When asked by another Twitter user why he'd been benched, Pennel responded "body language."
After the indefinite suspension, Pennel showed contrition, but his career at Arizona State effectively was over.
"Of course I wish everything could have gone a little differently," Pennel said in a recent interview in the Packers' locker room. "But I can't think of that now that I'm here. I'm just trying to move forward and forget about that time."
Pennel's career got back on track at Colorado State-Pueblo, which was more nurturing than Arizona State. Even after two years of junior college, Pennel wasn't mature enough to function well at a Division I football factory.
"I'd have to say the coaching staff (at Colorado State-Pueblo) treated me like another human being, like a person," Pennel said. "We came in with a plan on how we were going to do things, what (Wristen) wanted from me, what I wanted from him. Both of us stuck to it, and our relationship built beyond that. I had a good relationship with him and I love the city of Pueblo for giving me the opportunity to play again."

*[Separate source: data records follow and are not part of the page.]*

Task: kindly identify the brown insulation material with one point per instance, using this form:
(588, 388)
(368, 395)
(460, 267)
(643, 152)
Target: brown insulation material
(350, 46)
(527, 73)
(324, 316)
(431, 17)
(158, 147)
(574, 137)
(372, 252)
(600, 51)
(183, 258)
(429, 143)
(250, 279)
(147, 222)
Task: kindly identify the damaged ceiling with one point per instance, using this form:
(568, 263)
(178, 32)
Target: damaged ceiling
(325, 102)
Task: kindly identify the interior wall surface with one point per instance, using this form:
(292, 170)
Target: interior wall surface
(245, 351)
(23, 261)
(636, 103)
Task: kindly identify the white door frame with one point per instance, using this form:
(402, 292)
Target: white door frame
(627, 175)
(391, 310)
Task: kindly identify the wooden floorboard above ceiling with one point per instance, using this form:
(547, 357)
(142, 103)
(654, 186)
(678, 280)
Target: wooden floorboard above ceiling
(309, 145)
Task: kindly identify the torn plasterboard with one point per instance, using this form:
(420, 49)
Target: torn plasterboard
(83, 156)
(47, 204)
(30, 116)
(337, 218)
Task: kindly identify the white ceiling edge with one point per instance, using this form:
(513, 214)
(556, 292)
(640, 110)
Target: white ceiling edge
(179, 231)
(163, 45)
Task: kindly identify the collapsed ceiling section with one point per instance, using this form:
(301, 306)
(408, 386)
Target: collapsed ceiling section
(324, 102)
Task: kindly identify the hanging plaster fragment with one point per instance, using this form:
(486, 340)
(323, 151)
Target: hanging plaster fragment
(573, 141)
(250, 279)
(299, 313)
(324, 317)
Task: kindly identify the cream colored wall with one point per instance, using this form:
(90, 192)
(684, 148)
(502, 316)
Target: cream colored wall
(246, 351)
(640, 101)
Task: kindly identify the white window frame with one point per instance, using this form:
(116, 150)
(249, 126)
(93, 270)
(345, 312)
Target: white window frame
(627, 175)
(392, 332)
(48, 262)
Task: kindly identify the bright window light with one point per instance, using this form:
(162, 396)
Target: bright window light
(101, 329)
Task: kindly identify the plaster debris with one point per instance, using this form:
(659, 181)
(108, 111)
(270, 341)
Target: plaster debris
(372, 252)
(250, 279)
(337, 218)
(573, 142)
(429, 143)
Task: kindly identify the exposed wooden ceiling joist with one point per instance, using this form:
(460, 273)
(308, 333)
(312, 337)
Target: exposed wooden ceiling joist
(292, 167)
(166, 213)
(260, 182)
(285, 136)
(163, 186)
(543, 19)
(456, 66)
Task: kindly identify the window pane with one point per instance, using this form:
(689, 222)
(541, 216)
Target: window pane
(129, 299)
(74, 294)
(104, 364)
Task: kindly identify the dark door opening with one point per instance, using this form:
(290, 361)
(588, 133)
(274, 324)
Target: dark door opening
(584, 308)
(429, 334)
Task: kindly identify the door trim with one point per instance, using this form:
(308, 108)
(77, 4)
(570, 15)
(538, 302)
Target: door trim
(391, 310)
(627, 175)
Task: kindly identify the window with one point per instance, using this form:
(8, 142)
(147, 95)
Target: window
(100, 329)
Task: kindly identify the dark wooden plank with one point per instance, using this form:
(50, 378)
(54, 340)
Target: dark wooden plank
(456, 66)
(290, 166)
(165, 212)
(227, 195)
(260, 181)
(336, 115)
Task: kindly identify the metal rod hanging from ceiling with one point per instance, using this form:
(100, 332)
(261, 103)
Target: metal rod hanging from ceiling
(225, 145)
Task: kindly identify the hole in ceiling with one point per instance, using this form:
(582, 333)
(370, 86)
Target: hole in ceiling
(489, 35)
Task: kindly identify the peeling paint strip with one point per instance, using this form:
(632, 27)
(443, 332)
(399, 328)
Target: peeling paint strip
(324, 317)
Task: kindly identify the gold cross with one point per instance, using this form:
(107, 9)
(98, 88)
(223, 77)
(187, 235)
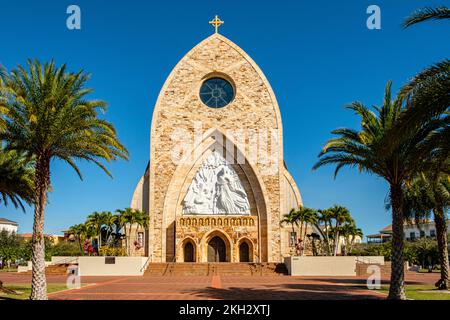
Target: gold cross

At the scouting combine, Pennel's 5.21-second 40-yard dash and 28½-inch vertical were good for a 332-pound player. He still went undrafted because of his history of underachieving but had options to sign after the draft and chose the Packers over Washington, Oakland and Kansas City.
Pennel isn't the kind of player who gains notice in training camp by making eye-catching sacks or tackles for a loss. But since the pads went on, he's shown an occasional ability to get some push in the middle of the line and been hard to move most of the rest of the time.
He flashed those abilities during team drills at the Family Night practice, moved up in the defensive line rotation last week, and then played 23 mostly effective snaps in the preseason opener at Tennessee on Saturday. In practice Monday, he had probably his best one-on-one pass rush of camp when he cleanly beat starting center JC Tretter right off the snap.
Now 2½ weeks into camp, it's clear that between his performance and injuries on the defensive line, Pennel has a shot at making the 53-man roster.
Two veteran defensive linemen, Letroy Guion and Jerel Worthy, haven't practiced because of injuries and one or both could be in danger of being released at final cuts if they can't return in the next three weeks. The Packers signed the free-agent Guion as a backup nose tackle, but he has a one-year contract that included a $100,000 signing bonus, which provides only limited security. Worthy, a second-round pick in 2011, missed most of last season because of knee-reconstruction surgery, and all offseason and training camp so far this year because of back surgery.
The Packers keep anywhere from five to seven defensive linemen and have five who essentially are locks: B.J. Raji, Mike Daniels, Datone Jones, Josh Boyd and third-round pick Khyrie Thornton.
"(Pennel) was a difference maker (at Colorado State-Pueblo), I'll say that," Hughes said. "I wish he'd have been more — if he was in shape like he is now. It doesn't surprise me that he's got a legit shot to make it because I always thought the talent was there."